Social media tools, websites, wikis, working groups, regular media, and the all important 'word of mouth' will all be utilised to help communicate progress and disseminate results of this project. (For instance, here are a just a few elements of our current web presence: www.hackuarium.ch, wiki.hackuarium.ch https://gmodetective.com/, https://openfiesta.space/ www.genomicintegrity.org  

Twitter: @hackuarium, @AGIRgenomes  

Facebook: @hackuarium, @genomicintegrity.org)

Lead Team experience:

Guy Aidelberg developed the GMO Detective assay and has worked on similar systems for ZIKAV/DENGV and Rachel Aronoff, Fran Quero and Ali Bektas have worked with this method for various projects.

The project involves multiple international laboratories (already from 6 different countries):

Guy Aidelberg and Fran Quero are in Paris at the CRI (FR), Rachel Aronoff is in Lausanne working with the open public lab Hackuarium (CH). Dr Samuel Sakyi and Harry Akligoh are from Ghana’s Kwame Nkrumah University of Science & Technology and Kumasi Hive labs. Thomas Mboa, Stephane Fadanka and Nadine Mowoh are in Cameroon with the open science MboaLabs (CM). Fernan Federici is in Chile, with his own academic lab (CL), and finally there are several partners in the United States (USA): Ali Bektas at UC Berkeley in California, Chris Monaco at the CDC in Atlanta, Ellen Jorgenson with the company Aanikabio in NY, and Sarah Ware, founder of two independent labs in the Chicago area: BioBlaze Community Bio Lab and Lizzy Blossom Ag Services.

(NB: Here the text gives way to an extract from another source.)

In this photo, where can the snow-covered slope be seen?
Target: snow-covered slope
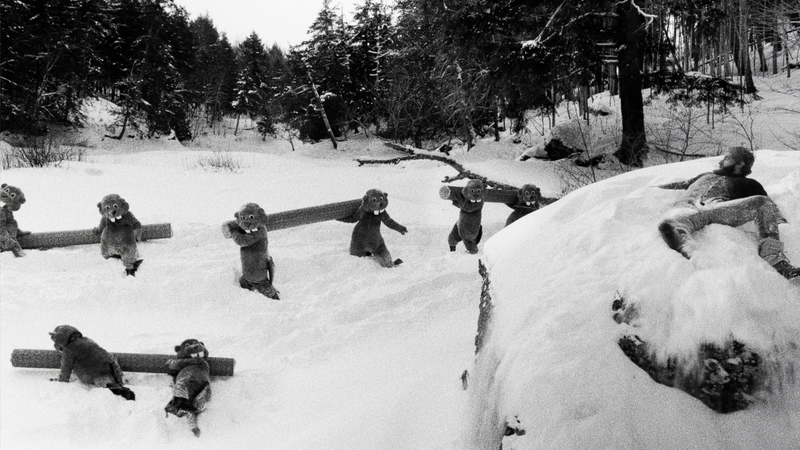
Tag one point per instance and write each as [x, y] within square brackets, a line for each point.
[552, 361]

JOGL awarded initial funding to the project in the first round of JOGL microgrants (April 2020), and in the 4th round of microgrants (October 2020). Hackuarium provided a small microgrant, and the work in Paris has been primarily funded by Guy's grants and Ariel Lindner's lab in the CRI (where Guy just finished his PhD - congratulations!).

The production work in Paris essentially costs about 3000 USD just for ordering all the components for the Corona Detective tubes - and ultimately costs about 2 USD per reaction - so for 1000 tubes, 2000USD is really needed on that end. Costs

For the further R&D in Switzerland, the inactivated viral control was already ordered from BEI resources, to work on the sample preparation side of things (with the TCEP-EDTA solution and heating, shown to work well) for a user friendly protocol. With the Bordier lab, we are looking into the lyophilisation procedure further, while Guy and Fran plan to continue to make and distribute reaction tubes to international collaborators according to the established protocol. Fran also has more plans for working on the open enzymes and open hardware for reaction incubations.

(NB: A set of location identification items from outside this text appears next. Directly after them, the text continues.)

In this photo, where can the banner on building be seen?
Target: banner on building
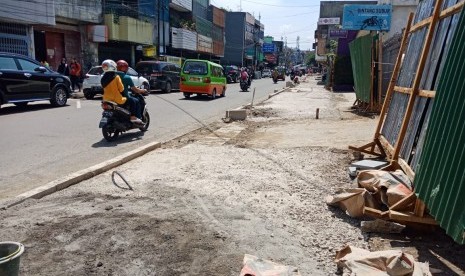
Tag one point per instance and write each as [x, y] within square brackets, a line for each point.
[367, 17]
[268, 48]
[329, 21]
[338, 33]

To help us out further, for production and additional R&D costs, 4000 euros from JOGL in this round would be really great to obtain.

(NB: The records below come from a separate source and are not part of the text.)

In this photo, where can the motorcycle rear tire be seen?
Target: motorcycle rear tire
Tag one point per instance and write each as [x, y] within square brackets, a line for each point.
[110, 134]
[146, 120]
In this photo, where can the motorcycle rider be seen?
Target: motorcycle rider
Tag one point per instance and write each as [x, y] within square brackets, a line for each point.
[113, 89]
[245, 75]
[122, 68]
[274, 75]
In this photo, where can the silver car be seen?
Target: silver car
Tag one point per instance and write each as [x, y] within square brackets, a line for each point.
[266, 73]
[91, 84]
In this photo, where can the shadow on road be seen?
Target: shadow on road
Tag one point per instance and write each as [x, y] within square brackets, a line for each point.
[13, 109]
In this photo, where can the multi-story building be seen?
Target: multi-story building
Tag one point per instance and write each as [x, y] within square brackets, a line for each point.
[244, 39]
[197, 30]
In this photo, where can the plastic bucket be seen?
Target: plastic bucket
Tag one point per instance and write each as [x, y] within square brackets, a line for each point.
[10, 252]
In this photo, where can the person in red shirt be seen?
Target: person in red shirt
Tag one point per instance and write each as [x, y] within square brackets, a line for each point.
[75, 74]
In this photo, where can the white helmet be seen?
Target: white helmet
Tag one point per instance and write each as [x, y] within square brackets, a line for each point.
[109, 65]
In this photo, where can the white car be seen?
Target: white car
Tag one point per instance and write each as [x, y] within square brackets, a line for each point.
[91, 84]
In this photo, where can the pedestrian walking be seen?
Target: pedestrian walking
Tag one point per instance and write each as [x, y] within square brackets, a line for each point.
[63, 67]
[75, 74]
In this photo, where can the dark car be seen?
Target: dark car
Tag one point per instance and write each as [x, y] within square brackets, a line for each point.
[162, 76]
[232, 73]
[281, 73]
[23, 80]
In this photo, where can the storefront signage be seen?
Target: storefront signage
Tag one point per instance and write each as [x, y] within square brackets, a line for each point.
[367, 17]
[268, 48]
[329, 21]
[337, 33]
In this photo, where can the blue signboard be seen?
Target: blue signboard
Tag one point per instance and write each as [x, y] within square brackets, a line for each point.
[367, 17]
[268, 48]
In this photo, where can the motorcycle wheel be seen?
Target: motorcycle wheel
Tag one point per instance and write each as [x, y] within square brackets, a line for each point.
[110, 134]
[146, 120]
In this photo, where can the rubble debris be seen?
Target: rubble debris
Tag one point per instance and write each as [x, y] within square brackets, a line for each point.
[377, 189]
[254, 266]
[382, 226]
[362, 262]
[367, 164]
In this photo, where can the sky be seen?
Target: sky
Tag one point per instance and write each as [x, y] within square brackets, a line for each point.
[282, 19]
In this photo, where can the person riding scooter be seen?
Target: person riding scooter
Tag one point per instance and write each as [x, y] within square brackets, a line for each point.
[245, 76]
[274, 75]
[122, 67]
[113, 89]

• for the French team at CRI, 3000 euros for more significant contribution to tube production runs
• for the Swiss team at Hackuarium, 1000 euros for more enyzmes and molecular biology consumables (filter tips, etc)

In the Documents section of this page, you can also find:

1) an 'infographic' style image from Ref 7, explaining how the fluorescence quenching of the Quasr method works, and

2) a generic qPCR result, from previous work (CH), showing how, upon amplification, signal can be seen to increase over time.

3) a preliminary budget document summarising most initial needs for project partners.

4&5) the complete application with budget details, our 2nd request for JOGL funding (18oct2020, with clickable links in the second version) .

6&7) 'archived' pdfs of the last version of this project page, and its news items!

8) the complete application with budget details, now our 3rd request for JOGL funding (20mar21)

Section 8:

JOGL contributions really kick-started the R&D on this project at Hackuarium and for the whole Corona Detective team, and we are all extremely grateful for their hosting this collaboration!

None of this work could be possible without the generous support of JOGL and the entire open community, which has brought us all together and supported us every step of the way, during this tumultuous year! (For further budget details see Document section.)

Our new Corona Detective Logo in the Project Banner spot now (20mar21), is just a hack, not the proper svg yet, and any feedback is welcome!